A top militant in the Southeast Asian terror group Jemaah Islamiyah, he is a key suspect in the 2002 Bali nightclub bombings that killed 202 people as well as two deadly Philippine bombings.
The Federal Bureau of Investigation (FBI) tested a biological sample from a body identified by Philippine police as Zulkifli, David Bowdich, assistant director in charge of the FBI’s Los Angeles field office, said in a statement sent to AFP Thursday.
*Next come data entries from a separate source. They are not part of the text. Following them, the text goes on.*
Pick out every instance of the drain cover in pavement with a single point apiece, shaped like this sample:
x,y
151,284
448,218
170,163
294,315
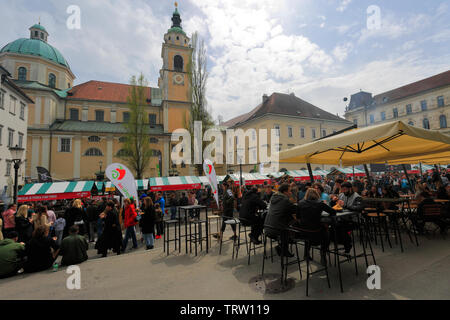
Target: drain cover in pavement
x,y
271,284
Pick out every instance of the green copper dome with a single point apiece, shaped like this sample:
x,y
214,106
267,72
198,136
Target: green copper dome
x,y
35,47
38,26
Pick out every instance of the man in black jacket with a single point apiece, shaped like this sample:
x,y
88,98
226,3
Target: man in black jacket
x,y
251,203
281,212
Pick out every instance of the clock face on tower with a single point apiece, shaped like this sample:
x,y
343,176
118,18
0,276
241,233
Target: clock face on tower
x,y
178,79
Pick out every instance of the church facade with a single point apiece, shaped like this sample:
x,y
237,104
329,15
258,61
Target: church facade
x,y
77,131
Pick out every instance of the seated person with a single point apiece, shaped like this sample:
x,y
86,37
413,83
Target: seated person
x,y
281,212
11,255
310,227
251,203
41,250
420,219
73,248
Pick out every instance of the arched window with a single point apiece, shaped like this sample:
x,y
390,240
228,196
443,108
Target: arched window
x,y
123,153
52,80
94,139
443,121
178,63
93,152
22,73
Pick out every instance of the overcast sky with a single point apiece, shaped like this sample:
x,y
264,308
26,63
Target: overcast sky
x,y
322,50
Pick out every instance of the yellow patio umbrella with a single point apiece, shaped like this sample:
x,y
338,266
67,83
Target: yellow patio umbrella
x,y
393,142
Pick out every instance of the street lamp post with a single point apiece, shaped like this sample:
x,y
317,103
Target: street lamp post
x,y
16,155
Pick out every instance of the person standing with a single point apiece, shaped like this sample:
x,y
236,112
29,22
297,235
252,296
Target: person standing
x,y
130,223
73,248
24,227
148,223
11,255
41,251
60,224
93,216
111,237
75,215
228,206
9,223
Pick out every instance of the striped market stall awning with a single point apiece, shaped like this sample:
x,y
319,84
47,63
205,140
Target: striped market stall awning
x,y
276,175
175,183
56,191
348,171
321,172
302,175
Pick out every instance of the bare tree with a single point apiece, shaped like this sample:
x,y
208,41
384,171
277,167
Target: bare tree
x,y
136,151
198,76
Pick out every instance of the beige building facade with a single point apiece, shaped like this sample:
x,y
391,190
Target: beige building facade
x,y
77,131
424,104
295,121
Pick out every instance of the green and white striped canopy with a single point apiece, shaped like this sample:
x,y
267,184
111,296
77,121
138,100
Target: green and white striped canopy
x,y
175,183
55,191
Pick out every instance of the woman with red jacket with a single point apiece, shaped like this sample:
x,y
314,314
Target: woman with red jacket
x,y
129,222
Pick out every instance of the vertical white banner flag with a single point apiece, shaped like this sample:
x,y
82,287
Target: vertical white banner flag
x,y
208,168
122,178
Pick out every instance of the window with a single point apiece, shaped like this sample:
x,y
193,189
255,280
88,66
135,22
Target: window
x,y
440,101
277,130
20,140
74,114
423,105
152,119
2,99
395,113
123,153
443,121
22,73
178,63
8,168
10,138
408,109
65,144
52,80
99,115
126,117
94,139
93,152
22,111
12,105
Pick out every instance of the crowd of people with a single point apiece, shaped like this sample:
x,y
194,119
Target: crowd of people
x,y
34,235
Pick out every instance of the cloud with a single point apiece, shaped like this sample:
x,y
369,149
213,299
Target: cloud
x,y
340,52
253,54
343,5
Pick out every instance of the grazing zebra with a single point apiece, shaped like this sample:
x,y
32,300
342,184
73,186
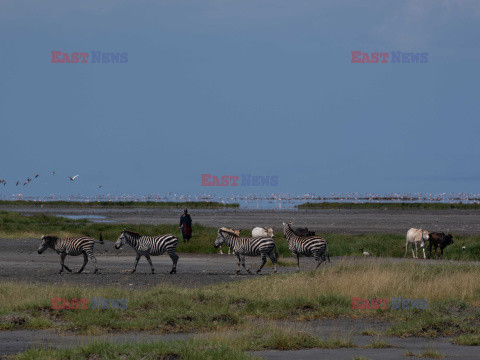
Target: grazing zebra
x,y
149,245
261,245
71,246
308,246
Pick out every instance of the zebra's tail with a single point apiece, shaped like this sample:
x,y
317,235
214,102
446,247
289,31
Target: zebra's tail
x,y
101,239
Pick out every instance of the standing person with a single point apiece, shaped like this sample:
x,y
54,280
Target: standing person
x,y
186,225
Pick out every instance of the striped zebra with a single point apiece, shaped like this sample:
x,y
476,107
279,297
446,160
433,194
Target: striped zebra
x,y
149,245
71,246
308,246
261,245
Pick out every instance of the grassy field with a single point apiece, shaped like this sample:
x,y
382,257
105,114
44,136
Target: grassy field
x,y
385,205
453,306
214,347
14,225
80,204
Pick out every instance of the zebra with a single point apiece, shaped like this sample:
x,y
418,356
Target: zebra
x,y
261,245
308,246
229,248
71,246
149,245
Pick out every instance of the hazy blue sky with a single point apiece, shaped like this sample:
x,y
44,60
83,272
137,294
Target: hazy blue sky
x,y
240,87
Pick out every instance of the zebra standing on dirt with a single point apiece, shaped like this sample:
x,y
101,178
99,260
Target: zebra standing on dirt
x,y
149,245
308,246
71,246
261,245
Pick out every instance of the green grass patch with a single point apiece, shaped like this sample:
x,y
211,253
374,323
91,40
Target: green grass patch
x,y
467,340
14,225
174,350
379,344
452,308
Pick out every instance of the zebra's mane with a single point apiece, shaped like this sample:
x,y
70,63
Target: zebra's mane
x,y
228,231
132,233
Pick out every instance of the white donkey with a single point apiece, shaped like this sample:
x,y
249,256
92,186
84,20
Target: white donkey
x,y
229,248
416,237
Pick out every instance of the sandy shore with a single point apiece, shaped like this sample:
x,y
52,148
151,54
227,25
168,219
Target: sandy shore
x,y
465,222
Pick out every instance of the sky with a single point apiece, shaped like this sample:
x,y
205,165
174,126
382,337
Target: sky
x,y
265,88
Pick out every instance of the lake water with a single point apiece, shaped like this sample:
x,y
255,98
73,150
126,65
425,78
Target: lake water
x,y
266,201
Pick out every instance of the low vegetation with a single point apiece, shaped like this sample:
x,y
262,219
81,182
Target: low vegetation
x,y
452,306
89,204
387,205
213,346
14,225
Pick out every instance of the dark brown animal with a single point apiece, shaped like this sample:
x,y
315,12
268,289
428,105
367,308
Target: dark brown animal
x,y
439,240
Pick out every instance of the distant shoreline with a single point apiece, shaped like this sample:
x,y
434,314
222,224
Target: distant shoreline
x,y
388,205
146,204
219,205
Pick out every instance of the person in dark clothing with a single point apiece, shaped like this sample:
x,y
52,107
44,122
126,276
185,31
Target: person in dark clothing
x,y
186,225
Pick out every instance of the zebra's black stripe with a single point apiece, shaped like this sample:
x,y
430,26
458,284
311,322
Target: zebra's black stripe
x,y
150,245
315,246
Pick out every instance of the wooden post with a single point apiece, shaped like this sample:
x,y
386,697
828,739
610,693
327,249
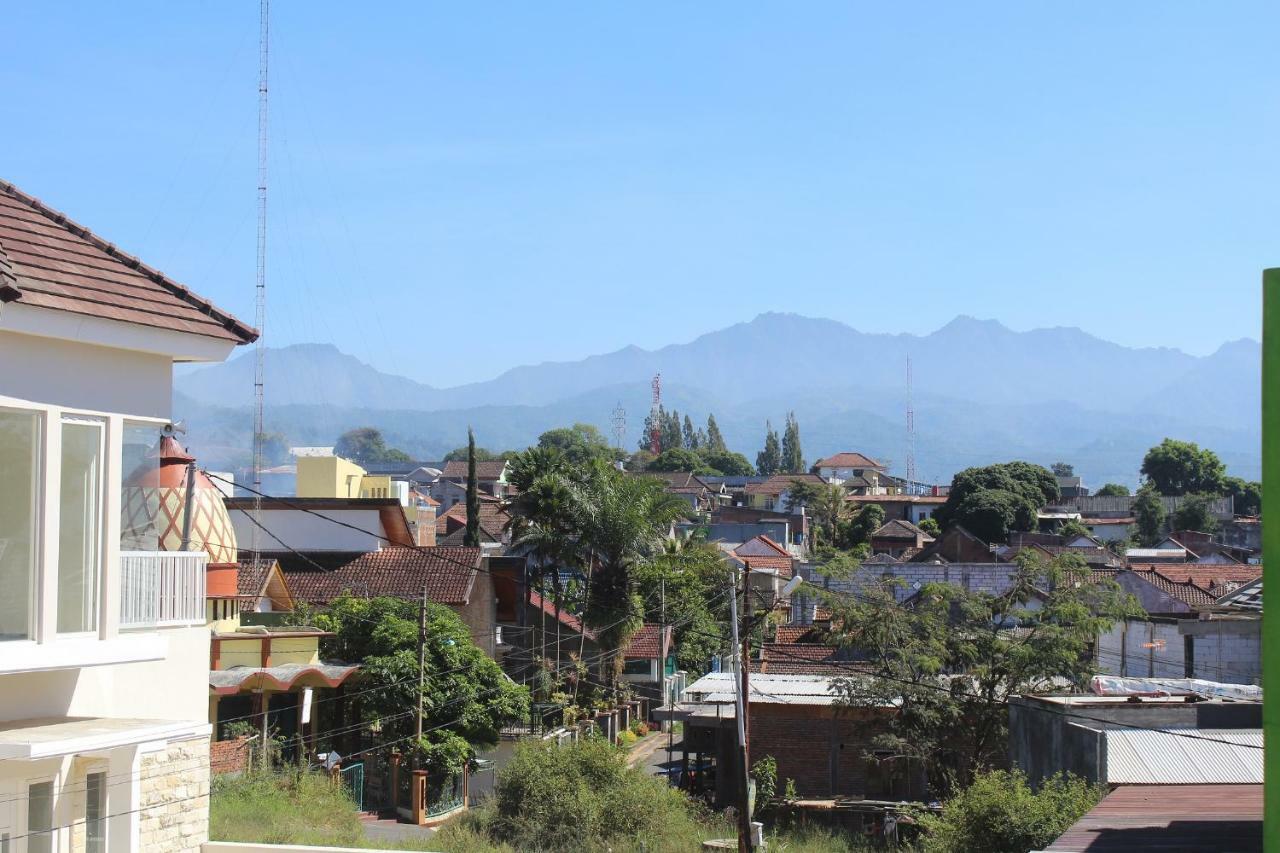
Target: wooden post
x,y
419,797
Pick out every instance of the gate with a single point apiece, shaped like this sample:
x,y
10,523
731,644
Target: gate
x,y
353,779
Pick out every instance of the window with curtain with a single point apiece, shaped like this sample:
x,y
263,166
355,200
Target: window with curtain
x,y
80,525
19,460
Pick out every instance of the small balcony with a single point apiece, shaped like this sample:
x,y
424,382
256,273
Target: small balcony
x,y
161,589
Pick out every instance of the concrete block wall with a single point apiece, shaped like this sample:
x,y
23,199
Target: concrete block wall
x,y
173,789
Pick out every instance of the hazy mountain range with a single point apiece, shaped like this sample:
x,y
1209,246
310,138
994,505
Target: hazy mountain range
x,y
982,392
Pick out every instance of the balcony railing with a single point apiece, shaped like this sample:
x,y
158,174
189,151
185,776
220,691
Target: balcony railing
x,y
161,589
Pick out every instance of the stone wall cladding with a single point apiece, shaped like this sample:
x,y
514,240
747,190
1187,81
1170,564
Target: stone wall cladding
x,y
173,804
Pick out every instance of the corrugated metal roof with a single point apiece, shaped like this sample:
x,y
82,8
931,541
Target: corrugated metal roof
x,y
1137,757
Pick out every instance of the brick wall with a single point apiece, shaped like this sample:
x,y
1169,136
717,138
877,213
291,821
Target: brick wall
x,y
173,806
228,756
824,751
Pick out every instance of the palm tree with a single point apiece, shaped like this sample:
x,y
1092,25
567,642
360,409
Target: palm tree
x,y
625,520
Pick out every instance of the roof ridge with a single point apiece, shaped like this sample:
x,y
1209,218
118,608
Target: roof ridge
x,y
225,319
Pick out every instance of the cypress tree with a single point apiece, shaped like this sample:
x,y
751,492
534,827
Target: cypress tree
x,y
768,461
714,441
471,537
792,459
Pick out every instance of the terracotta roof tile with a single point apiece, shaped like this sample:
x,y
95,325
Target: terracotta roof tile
x,y
46,260
848,460
485,470
394,571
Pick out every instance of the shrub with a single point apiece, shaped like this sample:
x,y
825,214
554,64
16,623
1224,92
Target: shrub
x,y
1001,813
552,798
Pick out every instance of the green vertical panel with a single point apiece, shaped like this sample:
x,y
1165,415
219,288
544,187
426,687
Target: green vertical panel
x,y
1271,548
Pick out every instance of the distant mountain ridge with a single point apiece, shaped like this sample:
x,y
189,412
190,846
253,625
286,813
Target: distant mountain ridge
x,y
982,392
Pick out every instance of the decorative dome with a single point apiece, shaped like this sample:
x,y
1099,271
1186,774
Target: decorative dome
x,y
154,509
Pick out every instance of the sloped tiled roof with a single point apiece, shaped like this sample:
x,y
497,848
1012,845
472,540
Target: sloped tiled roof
x,y
780,483
49,261
446,573
848,460
487,470
901,529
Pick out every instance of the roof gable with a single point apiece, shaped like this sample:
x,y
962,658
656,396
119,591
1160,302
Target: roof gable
x,y
50,261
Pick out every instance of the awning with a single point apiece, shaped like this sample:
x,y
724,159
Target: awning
x,y
278,679
53,737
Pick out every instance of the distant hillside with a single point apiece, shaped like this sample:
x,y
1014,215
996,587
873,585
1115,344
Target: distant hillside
x,y
982,393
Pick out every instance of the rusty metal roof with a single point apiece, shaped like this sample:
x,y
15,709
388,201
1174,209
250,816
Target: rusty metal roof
x,y
1189,819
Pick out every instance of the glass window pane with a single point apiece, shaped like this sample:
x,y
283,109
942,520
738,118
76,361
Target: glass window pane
x,y
40,817
19,437
95,813
140,498
80,527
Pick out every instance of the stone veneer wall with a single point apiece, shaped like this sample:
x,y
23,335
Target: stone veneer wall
x,y
174,798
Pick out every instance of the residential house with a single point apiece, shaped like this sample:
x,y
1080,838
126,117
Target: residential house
x,y
818,742
451,487
775,493
899,538
842,468
104,734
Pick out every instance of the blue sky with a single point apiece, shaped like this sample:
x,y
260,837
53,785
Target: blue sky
x,y
457,188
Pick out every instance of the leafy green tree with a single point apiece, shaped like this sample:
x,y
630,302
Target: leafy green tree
x,y
1194,512
1247,496
1148,512
690,578
466,698
688,434
792,459
483,455
627,521
862,525
714,441
366,446
950,665
1001,813
768,461
556,798
999,498
726,463
580,443
1183,468
471,536
679,459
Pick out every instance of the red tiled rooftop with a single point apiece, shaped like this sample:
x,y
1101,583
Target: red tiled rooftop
x,y
447,573
49,261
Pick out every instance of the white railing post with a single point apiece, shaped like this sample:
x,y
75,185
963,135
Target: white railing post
x,y
161,588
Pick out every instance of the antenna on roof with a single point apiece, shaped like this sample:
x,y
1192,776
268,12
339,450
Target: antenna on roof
x,y
910,432
654,420
260,290
620,425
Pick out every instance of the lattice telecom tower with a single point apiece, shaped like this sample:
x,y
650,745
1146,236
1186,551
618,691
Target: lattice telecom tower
x,y
654,420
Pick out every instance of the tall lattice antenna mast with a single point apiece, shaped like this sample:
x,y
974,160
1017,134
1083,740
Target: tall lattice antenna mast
x,y
620,425
260,291
654,420
910,432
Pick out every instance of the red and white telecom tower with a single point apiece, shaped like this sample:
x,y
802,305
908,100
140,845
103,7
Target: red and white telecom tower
x,y
654,420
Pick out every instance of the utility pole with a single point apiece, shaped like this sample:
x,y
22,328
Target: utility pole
x,y
740,698
421,667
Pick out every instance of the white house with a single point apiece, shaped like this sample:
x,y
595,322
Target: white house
x,y
104,652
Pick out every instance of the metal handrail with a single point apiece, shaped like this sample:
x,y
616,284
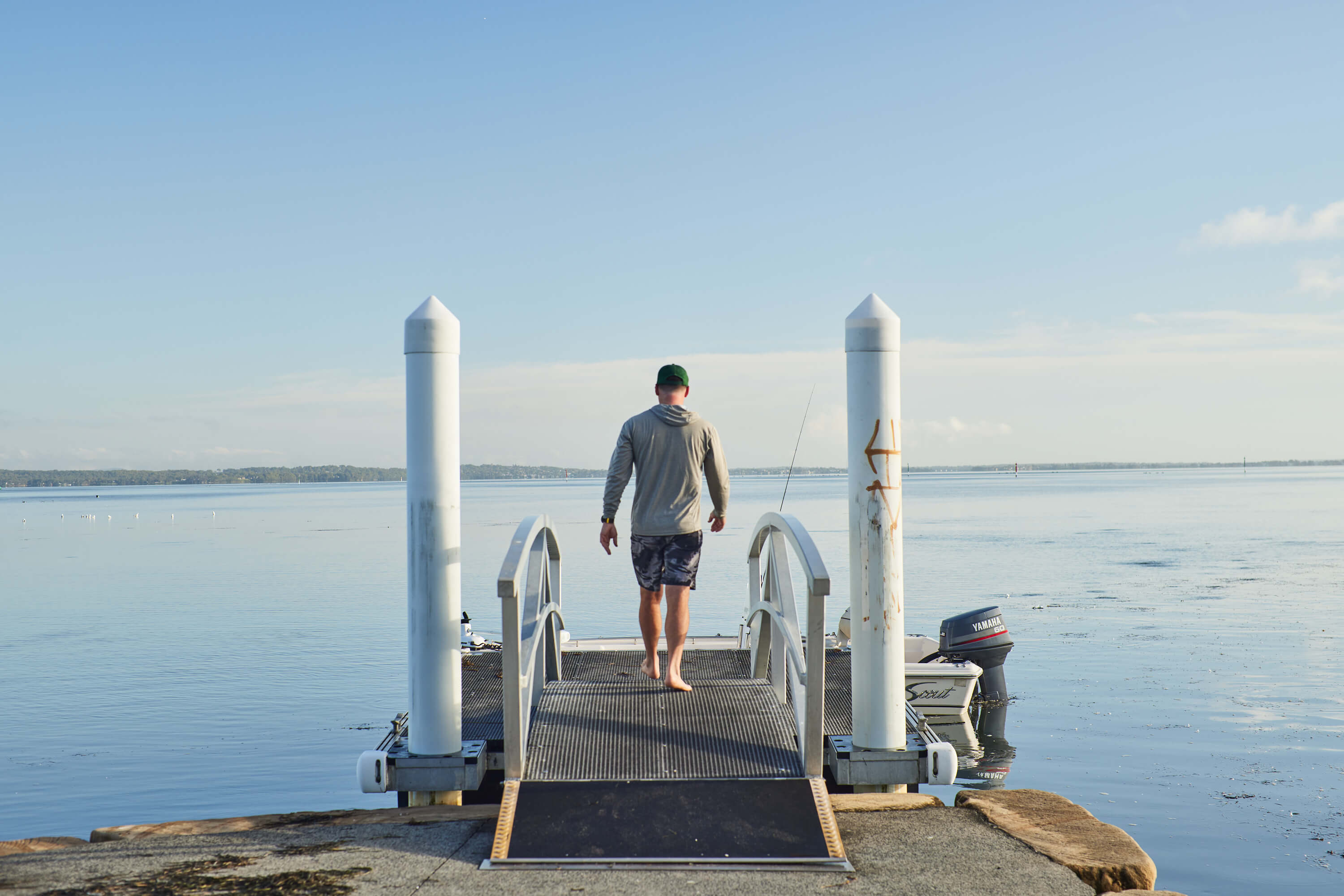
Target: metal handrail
x,y
779,647
531,622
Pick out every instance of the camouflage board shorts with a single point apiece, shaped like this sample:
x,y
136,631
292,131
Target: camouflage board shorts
x,y
666,559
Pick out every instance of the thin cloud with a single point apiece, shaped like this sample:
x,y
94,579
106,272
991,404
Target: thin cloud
x,y
955,429
222,450
1256,226
1319,277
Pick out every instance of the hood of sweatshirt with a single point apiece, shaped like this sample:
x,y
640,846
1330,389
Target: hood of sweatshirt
x,y
674,414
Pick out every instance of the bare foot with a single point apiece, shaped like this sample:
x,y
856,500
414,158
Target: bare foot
x,y
675,683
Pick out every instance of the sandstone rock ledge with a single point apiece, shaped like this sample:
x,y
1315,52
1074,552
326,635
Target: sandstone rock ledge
x,y
37,844
1101,855
882,802
417,816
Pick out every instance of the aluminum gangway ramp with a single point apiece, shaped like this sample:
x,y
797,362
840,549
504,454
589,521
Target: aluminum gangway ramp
x,y
607,769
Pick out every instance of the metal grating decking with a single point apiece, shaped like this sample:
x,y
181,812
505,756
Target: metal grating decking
x,y
619,665
605,720
483,696
839,719
633,731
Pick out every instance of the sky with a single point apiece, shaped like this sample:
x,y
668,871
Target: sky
x,y
1113,232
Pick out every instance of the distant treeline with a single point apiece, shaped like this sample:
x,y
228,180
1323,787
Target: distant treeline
x,y
1109,465
345,473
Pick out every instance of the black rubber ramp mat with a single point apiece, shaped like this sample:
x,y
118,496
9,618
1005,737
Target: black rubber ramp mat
x,y
711,823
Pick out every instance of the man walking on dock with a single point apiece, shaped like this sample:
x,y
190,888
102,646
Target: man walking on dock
x,y
667,446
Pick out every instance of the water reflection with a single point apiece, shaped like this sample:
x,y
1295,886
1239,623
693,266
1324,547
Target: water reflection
x,y
984,755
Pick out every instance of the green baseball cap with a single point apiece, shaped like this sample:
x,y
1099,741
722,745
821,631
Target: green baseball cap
x,y
674,375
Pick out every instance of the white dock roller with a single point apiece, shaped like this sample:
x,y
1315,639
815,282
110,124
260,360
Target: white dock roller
x,y
371,772
943,763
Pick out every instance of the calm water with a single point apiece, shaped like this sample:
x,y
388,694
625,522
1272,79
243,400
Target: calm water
x,y
1178,663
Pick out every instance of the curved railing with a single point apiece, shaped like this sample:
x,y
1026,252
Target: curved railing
x,y
530,596
779,647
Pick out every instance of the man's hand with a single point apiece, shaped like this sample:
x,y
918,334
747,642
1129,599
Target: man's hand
x,y
608,538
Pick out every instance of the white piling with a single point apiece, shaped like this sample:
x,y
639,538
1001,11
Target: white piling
x,y
433,530
877,587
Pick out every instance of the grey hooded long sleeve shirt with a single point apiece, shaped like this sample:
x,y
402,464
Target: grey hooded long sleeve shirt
x,y
667,448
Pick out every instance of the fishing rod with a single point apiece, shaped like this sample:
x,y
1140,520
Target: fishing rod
x,y
796,446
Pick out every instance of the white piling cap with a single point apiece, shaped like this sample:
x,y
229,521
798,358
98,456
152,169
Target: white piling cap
x,y
433,330
873,327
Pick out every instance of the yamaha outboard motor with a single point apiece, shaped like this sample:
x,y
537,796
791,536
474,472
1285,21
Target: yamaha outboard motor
x,y
980,637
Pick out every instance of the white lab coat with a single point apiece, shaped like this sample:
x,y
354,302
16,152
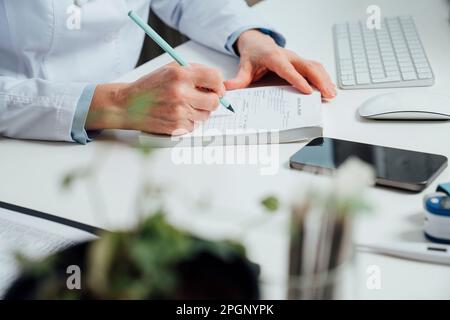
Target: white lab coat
x,y
46,60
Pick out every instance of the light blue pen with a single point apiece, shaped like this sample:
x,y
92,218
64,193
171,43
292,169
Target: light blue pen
x,y
167,48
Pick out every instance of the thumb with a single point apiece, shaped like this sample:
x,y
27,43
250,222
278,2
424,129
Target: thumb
x,y
243,78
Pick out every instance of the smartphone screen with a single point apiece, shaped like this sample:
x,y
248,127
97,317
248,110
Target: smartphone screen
x,y
409,170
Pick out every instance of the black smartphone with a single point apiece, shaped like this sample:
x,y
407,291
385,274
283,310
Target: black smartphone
x,y
397,168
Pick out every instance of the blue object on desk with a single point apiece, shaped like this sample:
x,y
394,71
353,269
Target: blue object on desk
x,y
437,215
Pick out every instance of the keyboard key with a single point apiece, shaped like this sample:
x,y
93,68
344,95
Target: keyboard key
x,y
409,76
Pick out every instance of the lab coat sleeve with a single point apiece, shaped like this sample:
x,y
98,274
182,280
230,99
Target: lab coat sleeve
x,y
38,109
211,22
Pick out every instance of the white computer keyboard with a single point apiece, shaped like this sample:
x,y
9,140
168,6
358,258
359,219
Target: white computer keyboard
x,y
389,57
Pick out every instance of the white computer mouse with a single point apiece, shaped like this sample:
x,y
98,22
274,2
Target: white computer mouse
x,y
406,106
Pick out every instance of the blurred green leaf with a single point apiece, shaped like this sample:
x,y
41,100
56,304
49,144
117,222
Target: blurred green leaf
x,y
271,203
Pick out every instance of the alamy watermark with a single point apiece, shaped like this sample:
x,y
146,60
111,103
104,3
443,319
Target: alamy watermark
x,y
229,147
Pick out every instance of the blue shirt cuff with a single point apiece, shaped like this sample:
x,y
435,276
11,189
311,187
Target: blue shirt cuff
x,y
277,37
78,131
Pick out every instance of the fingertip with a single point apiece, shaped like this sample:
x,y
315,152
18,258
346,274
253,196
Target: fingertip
x,y
233,85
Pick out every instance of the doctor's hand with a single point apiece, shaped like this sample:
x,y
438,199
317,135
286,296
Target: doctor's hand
x,y
170,100
259,54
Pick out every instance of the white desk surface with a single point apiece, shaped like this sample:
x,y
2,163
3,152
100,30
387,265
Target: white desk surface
x,y
31,171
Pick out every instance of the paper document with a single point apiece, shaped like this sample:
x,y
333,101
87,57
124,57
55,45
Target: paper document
x,y
34,237
257,110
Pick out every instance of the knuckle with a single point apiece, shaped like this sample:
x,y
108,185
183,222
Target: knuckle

“As we have reported to our Philippine law enforcement partners, preliminary results indicate that the DNA profiles obtained from the biological sample indicate a possible relationship with a known relative of Zulkifli,” he said.
“Although the results of the DNA examinations do not provide absolute identification, the results do support that the biological sample provided by Philippine authorities came from Marwan,” he said, adding further tests will be conducted.
Asked about the US report, Philippine police chief Leonardo Espina said the government will make a statement on the issue shortly.
“Hopefully it will be today,” he told a news conference on Thursday.
If confirmed, the death would be a boost for President Benigno Aquino, who has been savagely criticised over the police killings.
Almost 400 commandos were attacked by at least two Muslim rebel groups after killing the man they believed to be Zulkifli during the raid at his hideout on remote and swampy farmland in the southern island of Mindanao.
Espina said his men were ambushed by the rebels, who included members of the Moro Islamic Liberation Front, which signed a peace agreement with Manila last year. Weapons, clothes and valuables were taken from some of the bodies, he said.
The bloodshed has put the peace deal, which commits Manila to passing a law giving the Muslim minority self-rule in a few southern provinces of the mainly Catholic Asian nation, in doubt.
The decades-old rebellion has claimed more than 120,000 lives and plunged many Filipino Muslims into poverty.